Take Sarah Orao. In her first year of teaching 10th grade government at Paul Laurence Dunbar High School last year, her class had the highest pass rate in the school on the Maryland High School Assessment test (HSA). Of all the government-class students, 92 percent of those taught by Orao and fellow Teach For America corps member Cristina Duncan Evans passed the HSA.
Even more impressive than test scores, though, is the way Orao and her colleagues convert struggling students into enthusiastic learners.
"I teach government, which I love, because this class teaches you how to take control of your life," says Orao. She aims to make lessons as relevant and meaningful as possible to her students' lives. They particularly enjoy the judicial unit in which they study the O.J. Simpson trial. And this year, Barack Obama's presidential campaign has spurred lots of discussion.
Since 1992, Teach For America has placed more than 600 high-achieving college graduates in Baltimore City Public Schools, reaching some 50,000 students. Teachers who are accepted into the program undergo extensive training before they step into the classroom, receive ongoing support from Teach For America throughout their two-year commitment, and are paid $28,000 to $44,000 plus benefits by the school district. Some 90 percent of corps members concurrently work toward their masters in teaching at Johns Hopkins University.
"We think about our mission in two ways," says Omari Todd, executive director of Teach For America Baltimore. "In the short run, we recruit from our nation's top universities and ask our most promising future leaders to commit to teaching for two years in an urban or rural area. Within that [time], we know that people are going to gain this added experience that's going to help them go on and become advocates for public school education."
Teach For America's local operation, which is focused entirely on Baltimore City schools, operates on about $2.9 million in annual revenues from the Baltimore City schools, the federal-state Americorps program, and from dozens of national and local companies, foundations, and individuals, including familiar names like M&T Bank, Wachovia, Bank of America, Northrop Grumman, SunTrust, PNC Bank, and the Travelers, as well as Baltimore-based firms Sylvan Laureate, Erickson Retirement Communities, Constellation Energy, T. Rowe Price, Legg Mason, Provident Bank, and Black & Decker.
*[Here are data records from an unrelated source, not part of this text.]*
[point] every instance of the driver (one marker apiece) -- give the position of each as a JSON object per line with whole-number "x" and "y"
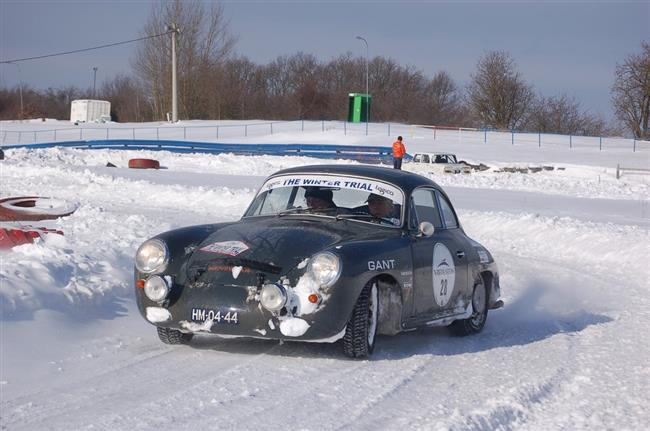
{"x": 319, "y": 199}
{"x": 380, "y": 206}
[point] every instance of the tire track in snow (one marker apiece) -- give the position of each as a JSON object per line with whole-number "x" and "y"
{"x": 64, "y": 407}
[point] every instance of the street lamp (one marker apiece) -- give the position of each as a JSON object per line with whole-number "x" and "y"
{"x": 367, "y": 94}
{"x": 20, "y": 79}
{"x": 94, "y": 80}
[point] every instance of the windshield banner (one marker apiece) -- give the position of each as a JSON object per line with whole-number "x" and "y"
{"x": 336, "y": 182}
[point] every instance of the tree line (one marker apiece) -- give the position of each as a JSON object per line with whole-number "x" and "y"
{"x": 214, "y": 83}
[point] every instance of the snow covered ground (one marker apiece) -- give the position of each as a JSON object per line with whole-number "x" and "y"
{"x": 570, "y": 350}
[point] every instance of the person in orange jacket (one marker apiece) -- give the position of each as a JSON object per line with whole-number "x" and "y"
{"x": 398, "y": 153}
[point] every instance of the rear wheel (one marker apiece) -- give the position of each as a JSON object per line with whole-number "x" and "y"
{"x": 359, "y": 339}
{"x": 476, "y": 321}
{"x": 173, "y": 336}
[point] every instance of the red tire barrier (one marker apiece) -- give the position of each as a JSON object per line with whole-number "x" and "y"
{"x": 144, "y": 164}
{"x": 10, "y": 238}
{"x": 33, "y": 208}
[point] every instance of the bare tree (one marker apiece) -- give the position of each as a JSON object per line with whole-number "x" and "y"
{"x": 203, "y": 44}
{"x": 127, "y": 99}
{"x": 442, "y": 104}
{"x": 497, "y": 93}
{"x": 631, "y": 92}
{"x": 563, "y": 115}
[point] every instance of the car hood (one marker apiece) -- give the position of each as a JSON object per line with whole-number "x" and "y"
{"x": 273, "y": 245}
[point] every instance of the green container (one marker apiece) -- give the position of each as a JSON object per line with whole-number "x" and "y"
{"x": 358, "y": 107}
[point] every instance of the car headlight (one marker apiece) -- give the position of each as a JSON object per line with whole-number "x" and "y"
{"x": 326, "y": 268}
{"x": 273, "y": 296}
{"x": 152, "y": 256}
{"x": 156, "y": 288}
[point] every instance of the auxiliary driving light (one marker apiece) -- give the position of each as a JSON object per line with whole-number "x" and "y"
{"x": 156, "y": 288}
{"x": 273, "y": 297}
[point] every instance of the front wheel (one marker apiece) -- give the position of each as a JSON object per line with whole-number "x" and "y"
{"x": 359, "y": 339}
{"x": 476, "y": 321}
{"x": 173, "y": 336}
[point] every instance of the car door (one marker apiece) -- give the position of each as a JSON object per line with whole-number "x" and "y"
{"x": 439, "y": 261}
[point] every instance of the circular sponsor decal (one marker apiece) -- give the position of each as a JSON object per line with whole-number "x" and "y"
{"x": 444, "y": 274}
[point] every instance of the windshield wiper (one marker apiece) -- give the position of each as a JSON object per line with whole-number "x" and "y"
{"x": 364, "y": 216}
{"x": 294, "y": 210}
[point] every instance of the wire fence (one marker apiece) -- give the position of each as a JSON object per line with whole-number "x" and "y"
{"x": 225, "y": 131}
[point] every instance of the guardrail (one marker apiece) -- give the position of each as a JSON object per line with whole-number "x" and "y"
{"x": 233, "y": 130}
{"x": 362, "y": 153}
{"x": 640, "y": 171}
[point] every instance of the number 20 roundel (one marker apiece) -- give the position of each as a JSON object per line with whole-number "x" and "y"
{"x": 444, "y": 274}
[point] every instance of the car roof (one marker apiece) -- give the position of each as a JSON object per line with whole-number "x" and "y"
{"x": 407, "y": 181}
Also contributing to the cause are local foundations including the Weinberg Foundation, the Annie E. Casey Foundation, the Abell Foundation, and the Aaron and Lillie Straus Foundation.
Currently, 154 Teach For America corps members teach in Baltimore City, and nearly 300 alumni live and work in the area in other cities such as Washington, D.C. and Rochester, NY.
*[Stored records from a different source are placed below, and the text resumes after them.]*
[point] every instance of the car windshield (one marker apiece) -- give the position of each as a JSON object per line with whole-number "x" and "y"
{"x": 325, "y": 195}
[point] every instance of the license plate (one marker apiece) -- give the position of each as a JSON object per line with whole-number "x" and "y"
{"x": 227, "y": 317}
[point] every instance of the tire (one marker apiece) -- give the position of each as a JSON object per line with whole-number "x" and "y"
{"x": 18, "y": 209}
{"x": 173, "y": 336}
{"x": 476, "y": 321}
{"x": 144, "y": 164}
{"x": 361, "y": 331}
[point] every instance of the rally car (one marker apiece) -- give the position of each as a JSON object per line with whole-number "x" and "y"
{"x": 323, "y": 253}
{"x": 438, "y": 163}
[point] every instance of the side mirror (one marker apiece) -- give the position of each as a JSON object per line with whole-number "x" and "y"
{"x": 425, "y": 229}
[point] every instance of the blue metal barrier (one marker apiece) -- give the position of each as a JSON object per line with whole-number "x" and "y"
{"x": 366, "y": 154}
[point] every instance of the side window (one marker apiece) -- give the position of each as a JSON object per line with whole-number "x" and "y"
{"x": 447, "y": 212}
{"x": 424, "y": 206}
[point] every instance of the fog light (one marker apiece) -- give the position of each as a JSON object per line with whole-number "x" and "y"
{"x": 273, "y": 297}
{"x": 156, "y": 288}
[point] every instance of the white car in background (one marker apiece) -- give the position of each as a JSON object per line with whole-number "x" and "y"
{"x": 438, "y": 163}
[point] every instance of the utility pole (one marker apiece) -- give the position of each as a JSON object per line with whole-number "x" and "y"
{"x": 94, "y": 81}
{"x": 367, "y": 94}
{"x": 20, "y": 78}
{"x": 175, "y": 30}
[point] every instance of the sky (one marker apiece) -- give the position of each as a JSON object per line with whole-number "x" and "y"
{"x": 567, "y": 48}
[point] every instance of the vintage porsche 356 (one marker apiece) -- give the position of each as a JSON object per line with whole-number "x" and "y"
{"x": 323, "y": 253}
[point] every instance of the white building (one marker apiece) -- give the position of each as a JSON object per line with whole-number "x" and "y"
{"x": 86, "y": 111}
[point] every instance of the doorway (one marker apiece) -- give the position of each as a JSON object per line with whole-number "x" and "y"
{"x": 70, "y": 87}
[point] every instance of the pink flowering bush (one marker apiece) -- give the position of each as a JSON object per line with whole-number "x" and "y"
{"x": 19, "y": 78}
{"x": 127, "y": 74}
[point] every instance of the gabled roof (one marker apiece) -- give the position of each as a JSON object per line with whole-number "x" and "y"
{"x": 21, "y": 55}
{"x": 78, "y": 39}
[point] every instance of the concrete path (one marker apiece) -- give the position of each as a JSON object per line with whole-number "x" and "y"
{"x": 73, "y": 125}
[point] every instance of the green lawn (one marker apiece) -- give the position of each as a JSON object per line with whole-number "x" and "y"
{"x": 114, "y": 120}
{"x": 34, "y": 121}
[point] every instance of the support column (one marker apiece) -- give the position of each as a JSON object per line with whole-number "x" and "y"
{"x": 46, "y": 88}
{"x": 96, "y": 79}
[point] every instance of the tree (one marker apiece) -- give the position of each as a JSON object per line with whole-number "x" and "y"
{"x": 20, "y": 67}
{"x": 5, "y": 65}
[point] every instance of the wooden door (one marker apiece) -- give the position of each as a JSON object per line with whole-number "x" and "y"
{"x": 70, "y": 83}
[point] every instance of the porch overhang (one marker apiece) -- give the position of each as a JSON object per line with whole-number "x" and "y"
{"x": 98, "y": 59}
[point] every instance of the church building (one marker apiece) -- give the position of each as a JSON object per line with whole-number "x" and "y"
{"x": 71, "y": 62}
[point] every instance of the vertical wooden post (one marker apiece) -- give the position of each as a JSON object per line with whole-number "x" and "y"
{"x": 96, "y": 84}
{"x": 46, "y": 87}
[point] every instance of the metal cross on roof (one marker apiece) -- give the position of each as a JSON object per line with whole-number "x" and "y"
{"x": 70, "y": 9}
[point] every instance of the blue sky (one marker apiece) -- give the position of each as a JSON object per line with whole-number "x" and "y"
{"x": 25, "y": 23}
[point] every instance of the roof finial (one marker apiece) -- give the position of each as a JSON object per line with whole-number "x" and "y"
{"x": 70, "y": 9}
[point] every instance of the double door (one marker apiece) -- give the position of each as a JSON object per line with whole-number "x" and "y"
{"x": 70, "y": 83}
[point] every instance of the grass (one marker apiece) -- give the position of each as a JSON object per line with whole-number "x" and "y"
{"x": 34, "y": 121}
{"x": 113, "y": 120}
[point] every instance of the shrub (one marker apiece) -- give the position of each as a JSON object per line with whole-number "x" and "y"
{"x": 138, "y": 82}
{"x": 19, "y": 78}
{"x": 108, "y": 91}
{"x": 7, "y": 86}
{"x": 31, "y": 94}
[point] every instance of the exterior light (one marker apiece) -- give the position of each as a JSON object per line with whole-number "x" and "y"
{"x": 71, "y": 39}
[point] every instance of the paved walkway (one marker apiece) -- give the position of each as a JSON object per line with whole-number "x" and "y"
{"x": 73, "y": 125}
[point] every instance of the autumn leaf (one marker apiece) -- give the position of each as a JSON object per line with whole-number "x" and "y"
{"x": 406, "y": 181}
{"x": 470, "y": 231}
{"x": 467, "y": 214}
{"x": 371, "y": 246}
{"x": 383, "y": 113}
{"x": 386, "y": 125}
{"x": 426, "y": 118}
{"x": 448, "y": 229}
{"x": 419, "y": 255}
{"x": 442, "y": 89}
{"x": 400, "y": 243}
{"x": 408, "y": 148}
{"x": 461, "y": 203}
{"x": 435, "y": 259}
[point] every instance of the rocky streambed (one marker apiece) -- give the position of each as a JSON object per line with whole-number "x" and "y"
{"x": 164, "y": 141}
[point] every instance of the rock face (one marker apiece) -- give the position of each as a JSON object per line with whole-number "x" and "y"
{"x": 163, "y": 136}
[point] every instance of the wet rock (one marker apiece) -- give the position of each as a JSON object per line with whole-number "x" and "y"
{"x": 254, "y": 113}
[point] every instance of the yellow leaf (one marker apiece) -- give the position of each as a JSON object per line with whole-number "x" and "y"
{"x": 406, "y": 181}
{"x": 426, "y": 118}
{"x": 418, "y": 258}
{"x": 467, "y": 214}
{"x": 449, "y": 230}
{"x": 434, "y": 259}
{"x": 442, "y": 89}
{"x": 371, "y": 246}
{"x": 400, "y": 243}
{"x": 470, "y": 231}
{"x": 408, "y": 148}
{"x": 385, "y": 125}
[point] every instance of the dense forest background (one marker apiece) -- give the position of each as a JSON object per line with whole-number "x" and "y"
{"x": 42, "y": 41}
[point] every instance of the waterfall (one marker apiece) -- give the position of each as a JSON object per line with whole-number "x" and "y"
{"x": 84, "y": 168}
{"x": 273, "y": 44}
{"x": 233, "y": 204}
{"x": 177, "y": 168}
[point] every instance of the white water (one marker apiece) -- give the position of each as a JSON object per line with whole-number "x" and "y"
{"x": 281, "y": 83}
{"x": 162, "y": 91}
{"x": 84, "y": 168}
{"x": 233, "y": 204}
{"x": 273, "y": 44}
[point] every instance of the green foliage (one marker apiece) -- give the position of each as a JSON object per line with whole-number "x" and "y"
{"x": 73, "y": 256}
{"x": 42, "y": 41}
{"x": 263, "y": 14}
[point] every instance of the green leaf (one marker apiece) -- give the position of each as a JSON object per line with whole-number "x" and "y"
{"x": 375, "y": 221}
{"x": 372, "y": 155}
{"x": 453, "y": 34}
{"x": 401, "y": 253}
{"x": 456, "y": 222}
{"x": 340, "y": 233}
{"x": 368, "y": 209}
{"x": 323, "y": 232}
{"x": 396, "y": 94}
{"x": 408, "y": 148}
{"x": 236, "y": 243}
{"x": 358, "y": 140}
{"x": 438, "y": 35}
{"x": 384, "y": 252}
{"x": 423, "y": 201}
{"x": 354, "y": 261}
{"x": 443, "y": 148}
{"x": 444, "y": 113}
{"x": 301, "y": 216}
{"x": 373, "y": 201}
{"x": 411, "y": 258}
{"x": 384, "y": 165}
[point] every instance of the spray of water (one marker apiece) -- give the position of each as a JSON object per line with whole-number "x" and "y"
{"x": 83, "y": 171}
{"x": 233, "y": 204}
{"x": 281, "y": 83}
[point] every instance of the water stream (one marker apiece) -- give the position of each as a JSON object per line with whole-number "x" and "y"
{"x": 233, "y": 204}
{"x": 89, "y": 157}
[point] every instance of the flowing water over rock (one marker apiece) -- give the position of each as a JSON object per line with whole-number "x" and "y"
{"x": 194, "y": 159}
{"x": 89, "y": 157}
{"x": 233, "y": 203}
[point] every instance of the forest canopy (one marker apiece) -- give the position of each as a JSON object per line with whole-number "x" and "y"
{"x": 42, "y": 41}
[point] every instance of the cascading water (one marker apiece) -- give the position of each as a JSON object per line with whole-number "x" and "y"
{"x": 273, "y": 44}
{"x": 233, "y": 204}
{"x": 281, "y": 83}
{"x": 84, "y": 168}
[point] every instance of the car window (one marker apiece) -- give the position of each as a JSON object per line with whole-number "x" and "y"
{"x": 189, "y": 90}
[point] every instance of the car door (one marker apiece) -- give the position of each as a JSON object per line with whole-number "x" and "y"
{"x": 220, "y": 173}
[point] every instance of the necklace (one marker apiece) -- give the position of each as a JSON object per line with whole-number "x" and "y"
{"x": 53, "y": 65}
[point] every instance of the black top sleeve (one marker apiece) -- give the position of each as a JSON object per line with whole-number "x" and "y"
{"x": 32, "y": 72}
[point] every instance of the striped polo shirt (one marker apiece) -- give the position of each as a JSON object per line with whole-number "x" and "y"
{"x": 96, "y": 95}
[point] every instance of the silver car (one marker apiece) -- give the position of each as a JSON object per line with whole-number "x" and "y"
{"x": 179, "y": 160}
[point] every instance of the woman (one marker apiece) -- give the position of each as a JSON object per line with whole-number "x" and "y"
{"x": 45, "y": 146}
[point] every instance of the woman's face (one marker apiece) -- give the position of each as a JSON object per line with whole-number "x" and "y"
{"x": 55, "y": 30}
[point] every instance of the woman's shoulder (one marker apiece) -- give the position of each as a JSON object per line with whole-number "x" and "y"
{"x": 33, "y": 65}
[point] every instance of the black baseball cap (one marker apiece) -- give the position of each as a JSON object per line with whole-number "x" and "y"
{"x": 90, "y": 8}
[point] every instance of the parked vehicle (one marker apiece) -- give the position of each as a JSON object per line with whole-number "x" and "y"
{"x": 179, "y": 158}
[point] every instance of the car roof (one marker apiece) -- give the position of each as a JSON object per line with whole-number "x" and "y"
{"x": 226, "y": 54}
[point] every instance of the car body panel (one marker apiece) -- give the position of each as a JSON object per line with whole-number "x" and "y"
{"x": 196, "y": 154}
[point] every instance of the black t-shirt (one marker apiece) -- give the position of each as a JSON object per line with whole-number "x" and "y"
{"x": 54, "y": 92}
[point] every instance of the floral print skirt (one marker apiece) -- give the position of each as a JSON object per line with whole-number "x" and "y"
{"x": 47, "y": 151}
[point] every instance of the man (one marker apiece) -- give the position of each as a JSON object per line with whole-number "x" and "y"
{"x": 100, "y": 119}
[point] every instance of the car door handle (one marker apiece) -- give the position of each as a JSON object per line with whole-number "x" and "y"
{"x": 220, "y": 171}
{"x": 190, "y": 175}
Jason Botel, executive director of KIPP Baltimore, which runs KIPP Ujima Village Academy in Park Heights, is one of them, as is the school's principal, Shayna Hammond. Botel launched the charter school in 2002, after a three-year stint at Booker T. Washington Middle School. "I founded my school with three other Teach For America alumni. At this time, about half our staff are alumni," he says. To Botel, it's not surprising, then, that KIPP Ujima is currently the highest performing public middle school in the city. "Teach For America deserves a ton of credit."
Orao echoes the opinion of many of her Teach For America colleagues when she says, "I feel like Baltimore has so much potential. I have a lot of hope. For my kids and for the city."